Executive pay: profitability and sustainability 2023

As executive compensation returns to pre-COVID-19 levels and the pay gap between CEOs and employees widens, business leaders are under pressure to design financial incentives that reflect companies’ broader societal responsibilities while creating long-term value for investors and other stakeholders.

Executive compensation plans have typically encouraged short-term profit maximization over ESG considerations. According to SemlerBrossy, 70% of S&P 500 businesses included ESG goals in their CEO incentive plans last year, up from 57% in 2021.

Such companies must combine profitability and sustainability. Even though inactivity is more expensive, cutting greenhouse gas emissions may raise expenses and slow growth in the short run.

Companies owe shareholders and others fiduciary duties. How many terrible quarters before investors and the board fire a CEO? Emmanuel Faber’s death illustrates the dangers.Faber “toppled the statue” of Milton Friedman, a free-market economist, by changing the company’s legal standing to reflect its social mission. Nine months later, Danone’s investors criticized Faber’s poor share performance.

Keeping investors satisfied discourages top executives from investing in long-term social issues. They’re drawn in many directions. Other stakeholders—customers, staff, regulators—pressure many organizations to consider more than profit.

Executive compensation strongly influences executive behavior, therefore a more balanced mix of targets, incentives, and accountability structures would help organizations improve investor and social outcomes.Reward Value, a non-profit, presented three ethical remuneration principles at the World Economic Forum this year.

Performance benchmark

Financial performance determines executive remuneration. Companies should consider long-term stakeholder value in their performance targets.

Long-Term Investor Value Appropriation (LIVA) uses share price data to calculate shareholder value creation or destruction.

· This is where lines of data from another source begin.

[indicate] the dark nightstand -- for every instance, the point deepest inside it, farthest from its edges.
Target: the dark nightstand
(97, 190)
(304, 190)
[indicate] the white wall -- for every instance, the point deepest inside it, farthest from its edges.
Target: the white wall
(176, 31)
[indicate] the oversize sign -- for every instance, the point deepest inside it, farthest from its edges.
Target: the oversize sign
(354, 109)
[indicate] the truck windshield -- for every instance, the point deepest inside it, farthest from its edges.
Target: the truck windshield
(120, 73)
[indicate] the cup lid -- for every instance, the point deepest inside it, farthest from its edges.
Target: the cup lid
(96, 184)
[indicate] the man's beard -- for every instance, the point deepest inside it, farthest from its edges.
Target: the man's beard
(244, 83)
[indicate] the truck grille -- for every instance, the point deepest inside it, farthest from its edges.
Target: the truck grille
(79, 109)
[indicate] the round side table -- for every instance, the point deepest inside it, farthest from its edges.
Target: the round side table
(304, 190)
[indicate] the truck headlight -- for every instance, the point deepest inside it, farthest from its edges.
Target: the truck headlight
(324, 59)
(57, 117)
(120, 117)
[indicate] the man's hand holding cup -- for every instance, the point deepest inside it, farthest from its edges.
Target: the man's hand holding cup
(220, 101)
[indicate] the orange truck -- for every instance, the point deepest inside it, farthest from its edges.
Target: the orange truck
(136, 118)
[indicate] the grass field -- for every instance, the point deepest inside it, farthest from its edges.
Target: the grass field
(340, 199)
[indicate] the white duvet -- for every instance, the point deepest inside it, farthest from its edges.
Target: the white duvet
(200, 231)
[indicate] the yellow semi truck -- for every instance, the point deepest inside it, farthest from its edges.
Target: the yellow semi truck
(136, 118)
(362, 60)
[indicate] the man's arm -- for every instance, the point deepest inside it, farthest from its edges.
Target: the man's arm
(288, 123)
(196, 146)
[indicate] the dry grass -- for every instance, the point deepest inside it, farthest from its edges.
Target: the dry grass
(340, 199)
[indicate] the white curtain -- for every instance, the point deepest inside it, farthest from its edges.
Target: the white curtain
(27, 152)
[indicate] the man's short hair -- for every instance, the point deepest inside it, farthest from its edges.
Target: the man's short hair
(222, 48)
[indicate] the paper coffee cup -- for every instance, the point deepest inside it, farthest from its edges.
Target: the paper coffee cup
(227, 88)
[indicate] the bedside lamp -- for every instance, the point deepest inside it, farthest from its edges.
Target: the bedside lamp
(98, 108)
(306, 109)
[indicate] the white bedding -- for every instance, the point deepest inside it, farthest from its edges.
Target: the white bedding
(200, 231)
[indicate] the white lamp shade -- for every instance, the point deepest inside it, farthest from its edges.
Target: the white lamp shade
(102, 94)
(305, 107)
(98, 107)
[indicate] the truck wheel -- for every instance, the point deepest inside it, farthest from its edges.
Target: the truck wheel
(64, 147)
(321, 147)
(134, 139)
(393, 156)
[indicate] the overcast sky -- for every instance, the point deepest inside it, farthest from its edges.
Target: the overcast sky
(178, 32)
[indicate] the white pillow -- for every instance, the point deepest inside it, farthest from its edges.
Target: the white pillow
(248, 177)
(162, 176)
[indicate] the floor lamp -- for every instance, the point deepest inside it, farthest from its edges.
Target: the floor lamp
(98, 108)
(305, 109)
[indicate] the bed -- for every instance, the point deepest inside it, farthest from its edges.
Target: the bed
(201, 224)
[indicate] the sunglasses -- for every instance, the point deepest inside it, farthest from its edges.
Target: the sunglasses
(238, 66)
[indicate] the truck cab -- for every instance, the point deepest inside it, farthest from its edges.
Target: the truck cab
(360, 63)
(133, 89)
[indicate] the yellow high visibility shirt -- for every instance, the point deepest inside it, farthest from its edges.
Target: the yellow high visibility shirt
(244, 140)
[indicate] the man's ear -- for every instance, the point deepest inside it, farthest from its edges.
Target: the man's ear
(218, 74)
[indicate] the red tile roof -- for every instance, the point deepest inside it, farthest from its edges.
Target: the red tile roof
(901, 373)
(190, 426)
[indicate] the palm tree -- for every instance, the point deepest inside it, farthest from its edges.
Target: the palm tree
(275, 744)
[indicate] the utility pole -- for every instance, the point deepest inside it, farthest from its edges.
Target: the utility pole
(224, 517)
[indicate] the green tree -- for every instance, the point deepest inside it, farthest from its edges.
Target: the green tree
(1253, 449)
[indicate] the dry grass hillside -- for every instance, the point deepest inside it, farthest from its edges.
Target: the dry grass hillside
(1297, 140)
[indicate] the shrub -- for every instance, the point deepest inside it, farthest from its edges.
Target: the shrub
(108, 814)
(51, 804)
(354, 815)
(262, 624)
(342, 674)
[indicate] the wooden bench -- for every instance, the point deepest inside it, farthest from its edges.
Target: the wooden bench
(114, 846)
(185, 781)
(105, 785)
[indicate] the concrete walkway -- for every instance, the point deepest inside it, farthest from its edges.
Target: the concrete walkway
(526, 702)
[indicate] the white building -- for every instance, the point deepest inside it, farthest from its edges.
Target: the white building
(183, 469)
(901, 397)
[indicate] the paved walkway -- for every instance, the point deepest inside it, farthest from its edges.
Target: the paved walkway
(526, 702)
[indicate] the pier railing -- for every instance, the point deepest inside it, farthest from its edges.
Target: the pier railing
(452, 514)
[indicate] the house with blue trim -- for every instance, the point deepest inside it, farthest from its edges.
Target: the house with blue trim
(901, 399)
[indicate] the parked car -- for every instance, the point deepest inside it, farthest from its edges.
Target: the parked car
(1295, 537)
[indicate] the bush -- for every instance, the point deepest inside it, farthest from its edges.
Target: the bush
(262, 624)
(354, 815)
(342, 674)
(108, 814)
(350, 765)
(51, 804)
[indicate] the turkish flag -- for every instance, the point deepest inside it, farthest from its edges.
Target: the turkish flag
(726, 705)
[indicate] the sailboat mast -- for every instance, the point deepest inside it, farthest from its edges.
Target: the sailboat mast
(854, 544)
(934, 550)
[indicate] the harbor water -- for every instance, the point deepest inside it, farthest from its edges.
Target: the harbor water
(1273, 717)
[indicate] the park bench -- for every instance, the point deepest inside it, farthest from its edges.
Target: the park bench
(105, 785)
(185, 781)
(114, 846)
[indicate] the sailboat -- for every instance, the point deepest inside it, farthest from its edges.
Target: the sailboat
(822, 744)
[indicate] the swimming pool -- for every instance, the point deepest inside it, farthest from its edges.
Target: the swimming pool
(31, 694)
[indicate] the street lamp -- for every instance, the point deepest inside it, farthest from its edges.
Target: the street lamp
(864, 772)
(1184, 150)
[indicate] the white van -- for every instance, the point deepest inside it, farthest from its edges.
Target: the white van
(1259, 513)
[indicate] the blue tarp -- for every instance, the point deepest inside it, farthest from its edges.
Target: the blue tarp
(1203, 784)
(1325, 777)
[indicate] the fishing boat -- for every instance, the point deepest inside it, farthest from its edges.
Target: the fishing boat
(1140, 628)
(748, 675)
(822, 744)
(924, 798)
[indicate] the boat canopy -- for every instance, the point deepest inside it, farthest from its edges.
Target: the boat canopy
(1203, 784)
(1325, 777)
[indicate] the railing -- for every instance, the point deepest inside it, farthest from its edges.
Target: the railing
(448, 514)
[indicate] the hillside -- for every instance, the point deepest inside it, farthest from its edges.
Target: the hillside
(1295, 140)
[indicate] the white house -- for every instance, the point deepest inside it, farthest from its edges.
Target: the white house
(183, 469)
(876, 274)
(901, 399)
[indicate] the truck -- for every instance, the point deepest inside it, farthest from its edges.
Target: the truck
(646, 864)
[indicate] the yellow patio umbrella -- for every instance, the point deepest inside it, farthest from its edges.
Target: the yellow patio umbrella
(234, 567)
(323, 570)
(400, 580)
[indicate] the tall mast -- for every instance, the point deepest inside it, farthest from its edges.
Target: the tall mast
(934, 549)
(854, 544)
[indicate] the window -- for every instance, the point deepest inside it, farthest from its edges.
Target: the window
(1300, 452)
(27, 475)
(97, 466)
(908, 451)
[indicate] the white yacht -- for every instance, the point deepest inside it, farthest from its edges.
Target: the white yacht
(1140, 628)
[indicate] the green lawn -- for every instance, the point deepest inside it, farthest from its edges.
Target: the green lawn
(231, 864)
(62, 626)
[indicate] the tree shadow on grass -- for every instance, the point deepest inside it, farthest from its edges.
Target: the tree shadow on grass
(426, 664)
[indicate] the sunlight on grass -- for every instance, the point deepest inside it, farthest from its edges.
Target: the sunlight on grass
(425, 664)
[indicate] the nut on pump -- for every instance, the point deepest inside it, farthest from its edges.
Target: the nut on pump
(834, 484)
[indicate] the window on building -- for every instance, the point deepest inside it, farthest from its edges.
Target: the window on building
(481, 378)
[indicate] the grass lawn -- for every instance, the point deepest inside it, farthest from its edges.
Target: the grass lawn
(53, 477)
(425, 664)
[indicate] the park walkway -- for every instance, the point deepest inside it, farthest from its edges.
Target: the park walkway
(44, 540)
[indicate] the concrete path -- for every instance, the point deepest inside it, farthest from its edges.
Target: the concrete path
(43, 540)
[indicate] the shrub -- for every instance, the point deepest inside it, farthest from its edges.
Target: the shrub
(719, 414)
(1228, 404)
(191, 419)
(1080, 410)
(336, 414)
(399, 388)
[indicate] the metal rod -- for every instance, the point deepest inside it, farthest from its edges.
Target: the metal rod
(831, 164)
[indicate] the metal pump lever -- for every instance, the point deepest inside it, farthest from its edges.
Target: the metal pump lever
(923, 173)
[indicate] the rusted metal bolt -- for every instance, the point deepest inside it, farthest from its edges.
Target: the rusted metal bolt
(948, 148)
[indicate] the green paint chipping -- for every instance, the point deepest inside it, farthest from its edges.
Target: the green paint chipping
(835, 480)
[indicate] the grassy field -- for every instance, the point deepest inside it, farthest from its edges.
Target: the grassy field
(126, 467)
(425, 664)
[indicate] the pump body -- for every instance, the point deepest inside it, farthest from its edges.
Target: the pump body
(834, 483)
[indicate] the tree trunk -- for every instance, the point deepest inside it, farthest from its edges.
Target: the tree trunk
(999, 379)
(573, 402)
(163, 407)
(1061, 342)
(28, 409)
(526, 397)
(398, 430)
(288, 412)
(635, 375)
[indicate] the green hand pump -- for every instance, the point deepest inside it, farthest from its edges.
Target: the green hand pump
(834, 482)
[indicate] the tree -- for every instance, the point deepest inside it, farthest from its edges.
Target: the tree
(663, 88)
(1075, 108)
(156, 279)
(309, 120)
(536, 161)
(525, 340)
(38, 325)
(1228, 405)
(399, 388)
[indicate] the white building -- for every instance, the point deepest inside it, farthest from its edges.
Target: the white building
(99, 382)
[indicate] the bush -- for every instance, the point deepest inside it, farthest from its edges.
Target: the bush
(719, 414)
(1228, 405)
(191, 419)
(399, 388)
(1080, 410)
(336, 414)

LIVA shows cash returns from share price appreciation, buybacks, and dividends, minus the opportunity cost of investing in a company.If you invested $10,000 in Apple shares in 1984 when it released the Mac, you would be $3.8 million richer today.Apple’s LIVA is $3.8 million.

Without accurate data, measuring non-financial performance is difficult.Impact Weighted Accounts (IWA) can value a company’s social impact, such as carbon emissions. This simplifies financial-nonfinancial comparisons. IWA and LIVA can measure long-term stakeholder value creation.

Pay-for-performance

KPIs relevant to the enterprise, such as an airline’s environmental impact or a mining company’s worker safety, can assist embed such performance data into CEO pay plans.The C-suite is financially motivated to safeguard stakeholders.

The compensation model must contain fixed annual salary and a longer-term incentive.Executives must meet “absolute goals” to receive bonuses in most compensation packages. These goals usually last a year. Even when bonuses are based on peer company success, the typical time horizon is three years.

Short-term compensation plans often allow executives to “game” their pay, hurting shareholders.To maintain cash flow targets until their incentive, executives may delay payments or R&D investments.

The former Bank of England governor Mark Carney called the climate situation a “tragedy of the horizon,” and short-term ambitions may conflict with long-term goals to address it. Global warming’s impacts are beyond most leaders’ time horizons.

Extending bonus vesting beyond the executive’s tenure can combat short-termism. Post-crisis regulation made elite bankers do this, but not others. Change that to compensate leaders for long-term value generation instead of annual performance benchmarks.

Greener pay plans

Corporate governance is needed to implement these new targets.Consider how involved stakeholders should be. ESG issues should be included in compensation plans, upheld, and defended by remuneration committees.That may also prevent executives from using their influence to have their chosen candidates on remuneration panels.

Another difficult topic is whether to include a “clawback” clause, which can be used to recoup pay or suspend future payments in the event of a serious social or environmental concern. In an age of greenwashing, such a provision is crucial.

Finally, although climate issues dominate ESG considerations, corporations should explore how CEO pay might advance equity goals.

Executive pay increased last year because to bonuses for reduced pandemic targets. But that seems to contradict the premise that companies should improve society. Remember the boss-worker compensation ratio. Deloitte reported the FTSE 100 ratio increased to 1:81 last year from 1:59 in 2020.Companies seeking pay equality must prevent the gap from widening.